Island in Queensland, Australia

Snapper Island (Kaya Biji) is an island at the mouth of the Daintree River in Queensland, Australia, some 20 km north of Port Douglas. It is administered by the Great Barrier Reef Marine Park Authority and the Queensland Parks and Wildlife Service as the Snapper Island National Park and Marine Park. Snapper Island is a popular tourism and sea kayaking destination. It is around 66 hectares or 0.66 square km in size.

==Indigenous culture==
The island is part of the traditional sea country of the Kuku Yalanji Aboriginal people. The Kuku Yalanji people hunt and fish around the island and traditionally manage the island's culture.

==Other history==
In the early 1900s, Jerry Doyle operated a lime kiln on the island, fired by wood from the Daintree, ferried over on a vessel called the "Nellie". Beche-de-mer (sea cucumbers) processing (boiling) may also have been undertaken here. There is evidence of remains of an early Chinese market garden on the island, the watercourse stonework of which is still visible today.

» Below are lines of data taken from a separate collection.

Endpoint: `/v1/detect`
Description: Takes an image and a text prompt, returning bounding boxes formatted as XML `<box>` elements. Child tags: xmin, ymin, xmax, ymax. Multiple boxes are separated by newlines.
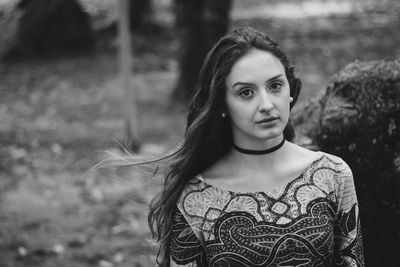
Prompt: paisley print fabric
<box><xmin>170</xmin><ymin>152</ymin><xmax>364</xmax><ymax>267</ymax></box>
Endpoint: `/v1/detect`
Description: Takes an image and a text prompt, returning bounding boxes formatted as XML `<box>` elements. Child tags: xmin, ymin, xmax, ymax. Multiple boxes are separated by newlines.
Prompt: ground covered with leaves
<box><xmin>0</xmin><ymin>0</ymin><xmax>400</xmax><ymax>267</ymax></box>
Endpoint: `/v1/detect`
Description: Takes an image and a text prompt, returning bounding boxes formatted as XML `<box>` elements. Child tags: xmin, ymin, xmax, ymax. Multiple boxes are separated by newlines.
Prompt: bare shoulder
<box><xmin>288</xmin><ymin>142</ymin><xmax>323</xmax><ymax>162</ymax></box>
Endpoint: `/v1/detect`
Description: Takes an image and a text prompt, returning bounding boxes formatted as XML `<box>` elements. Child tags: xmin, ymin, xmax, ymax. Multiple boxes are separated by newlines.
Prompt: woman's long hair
<box><xmin>104</xmin><ymin>28</ymin><xmax>301</xmax><ymax>266</ymax></box>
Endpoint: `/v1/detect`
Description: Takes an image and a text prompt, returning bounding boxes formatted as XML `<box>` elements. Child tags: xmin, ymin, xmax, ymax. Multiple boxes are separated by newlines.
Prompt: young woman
<box><xmin>139</xmin><ymin>28</ymin><xmax>364</xmax><ymax>266</ymax></box>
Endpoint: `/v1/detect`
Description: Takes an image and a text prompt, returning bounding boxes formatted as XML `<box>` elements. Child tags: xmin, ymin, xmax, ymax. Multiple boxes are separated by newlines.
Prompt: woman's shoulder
<box><xmin>292</xmin><ymin>144</ymin><xmax>351</xmax><ymax>173</ymax></box>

This island was a stopover by George Elphinstone Dalrymple before he discovered the Daintree River.

== Flora and Fauna ==
The island is home to a variety of vegetation communities such as a small mangrove community, closed sclerophyll forest, closed vine forest and some coastal vegetation. It is inhabited by many sea creatures and birds including the pied imperial-pigeons who come here during the summer season.